THE Stockton Centre is scheduled to close between 2015 and 2018 under state government policies driven by the National Disability Insurance Scheme (NDIS).
Subscribe now for unlimited access.
$0/
(min cost $0)
or signup to continue reading
Plans for closing the disability group home have come and gone over the years and some families with members at the centre believe they had assurances of lifetime care on the site.
But the Public Service Association says the NDIS has finally given the state a way to close Stockton and other ‘‘large residential centres’’ such as Tomaree and Kanangra at Morisset.
Belmont North woman Wendy Cuneo says she and other Stockton Centre parents are alarmed at the prospect of the institution closing. She and her husband Clem have three children with disabilities, including David, who has been at Stockton 16 years.
Mrs Cuneo said ‘‘there isn’t a lot of time left’’, but families had been left in the dark about the changes and were disappointed to find the government going back on previous promises.
PSA regional organiser Paul James said there were 480 people at Stockton and another 100 between Tomaree and Kanangra.
The state government has confirmed plans to hand all disability services to non-government organisations by 2018, although it says the level of public funding will double under the NDIS.
Mr James said the union’s fears were confirmed last week when the director-general of the government’s Family and Community Services agency, Michael Coutts-Trotter, emailed staff about the NDIS.
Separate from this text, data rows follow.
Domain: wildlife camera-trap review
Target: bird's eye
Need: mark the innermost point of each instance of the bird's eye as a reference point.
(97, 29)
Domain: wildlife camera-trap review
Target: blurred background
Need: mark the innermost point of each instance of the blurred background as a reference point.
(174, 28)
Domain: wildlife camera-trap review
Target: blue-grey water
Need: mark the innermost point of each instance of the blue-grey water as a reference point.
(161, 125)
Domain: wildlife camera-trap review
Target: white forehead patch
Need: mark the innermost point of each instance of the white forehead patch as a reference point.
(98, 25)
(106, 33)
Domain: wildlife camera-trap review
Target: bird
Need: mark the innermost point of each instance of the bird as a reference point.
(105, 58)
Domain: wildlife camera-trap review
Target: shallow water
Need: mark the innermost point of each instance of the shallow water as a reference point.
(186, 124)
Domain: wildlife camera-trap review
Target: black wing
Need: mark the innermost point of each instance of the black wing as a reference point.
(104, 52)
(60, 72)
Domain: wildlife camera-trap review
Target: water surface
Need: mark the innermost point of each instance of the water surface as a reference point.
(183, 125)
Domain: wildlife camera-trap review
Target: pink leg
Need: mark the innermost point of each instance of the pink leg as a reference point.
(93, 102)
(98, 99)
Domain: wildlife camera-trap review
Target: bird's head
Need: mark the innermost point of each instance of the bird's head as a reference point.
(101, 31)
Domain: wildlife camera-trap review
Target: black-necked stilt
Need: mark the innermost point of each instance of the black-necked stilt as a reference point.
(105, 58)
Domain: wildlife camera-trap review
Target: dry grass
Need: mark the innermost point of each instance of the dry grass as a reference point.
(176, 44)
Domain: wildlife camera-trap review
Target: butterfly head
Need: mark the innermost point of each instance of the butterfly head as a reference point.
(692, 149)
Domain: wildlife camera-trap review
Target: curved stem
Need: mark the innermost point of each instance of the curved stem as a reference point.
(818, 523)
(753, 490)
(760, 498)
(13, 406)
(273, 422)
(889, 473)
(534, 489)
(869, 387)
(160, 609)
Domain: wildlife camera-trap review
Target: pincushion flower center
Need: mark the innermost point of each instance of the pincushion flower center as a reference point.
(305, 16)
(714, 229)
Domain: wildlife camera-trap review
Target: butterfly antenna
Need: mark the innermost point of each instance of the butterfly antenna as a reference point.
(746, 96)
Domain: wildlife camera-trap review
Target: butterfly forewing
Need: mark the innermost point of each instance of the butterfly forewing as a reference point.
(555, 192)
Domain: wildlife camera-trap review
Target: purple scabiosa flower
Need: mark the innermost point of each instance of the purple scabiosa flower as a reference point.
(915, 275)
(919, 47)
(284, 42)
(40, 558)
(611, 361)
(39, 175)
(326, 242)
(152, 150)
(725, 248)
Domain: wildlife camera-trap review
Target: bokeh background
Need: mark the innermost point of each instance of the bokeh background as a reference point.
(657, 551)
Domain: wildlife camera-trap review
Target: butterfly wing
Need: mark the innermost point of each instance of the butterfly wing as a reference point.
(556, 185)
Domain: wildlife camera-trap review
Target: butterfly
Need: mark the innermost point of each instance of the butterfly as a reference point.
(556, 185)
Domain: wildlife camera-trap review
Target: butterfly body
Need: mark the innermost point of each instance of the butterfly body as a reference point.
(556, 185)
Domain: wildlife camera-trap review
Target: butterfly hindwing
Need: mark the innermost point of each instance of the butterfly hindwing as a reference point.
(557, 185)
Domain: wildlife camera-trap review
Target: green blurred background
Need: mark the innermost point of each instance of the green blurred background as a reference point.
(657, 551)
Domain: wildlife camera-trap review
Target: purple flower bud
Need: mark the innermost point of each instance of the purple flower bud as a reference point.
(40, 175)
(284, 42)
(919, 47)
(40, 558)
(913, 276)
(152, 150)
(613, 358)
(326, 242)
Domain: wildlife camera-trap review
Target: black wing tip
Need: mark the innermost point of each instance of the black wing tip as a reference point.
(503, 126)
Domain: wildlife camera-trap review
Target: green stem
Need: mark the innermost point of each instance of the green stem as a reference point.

‘‘By 2018 our department will no longer provide disability services,’’ Mr Coutts-Trotter wrote. ‘‘People with disability will get their supports from non-government organisations and, possibly, the Commonwealth.’’
Mr James said the union supported the funding principles behind the NDIS but the state government was using it as cover to privatise disability services, with an estimated 10,000 government jobs threatened by the changes.
The government said the changes would create another 25,000 jobs in the sector but Mr James said that even if the existing staff won work with the new employers, experience showed the pay and conditions would not match the public sector.
He said any new work was likely to be casual or part-time.
Newcastle MP Tim Owen dismissed the union’s concerns and said the changes were positive as Stockton, Tomaree and Kanangra ‘‘do not meet contemporary standards’’.
People with disability should be living in ‘‘more home-like accommodation with greater opportunities to access their local community’’.
A government spokesman, John Ryan, said the NDIS and the residential centre reforms were ‘‘separate issues’’, but agreed they overlapped.
Mr Ryan, an executive director working on the Stockton changes, said the government was still working on moving residents from the residential centres in Sydney and the detail of the Stockton move had not been worked out.
‘‘Exactly how and when is to be discussed with the families,’’ he said.
Mr Ryan said the government was buying blocks of land in various places to build community housing.
He said that while Stockton was a beach it was too isolated and far from being an ideal place for community housing. It was a quirk of history that virtually all former asylums – including the three involved here – were built on waterways.
Mr Ryan denied any of the changes were driven by a desire to sell sites to developers.
‘‘This is not about the real estate,’’ he said. ‘‘The simple truth is there is no agenda. Or, rather, the primary agenda is giving better services to people with disability. I’ve got no instructions to sell [Stockton]. It’s not relevant.’’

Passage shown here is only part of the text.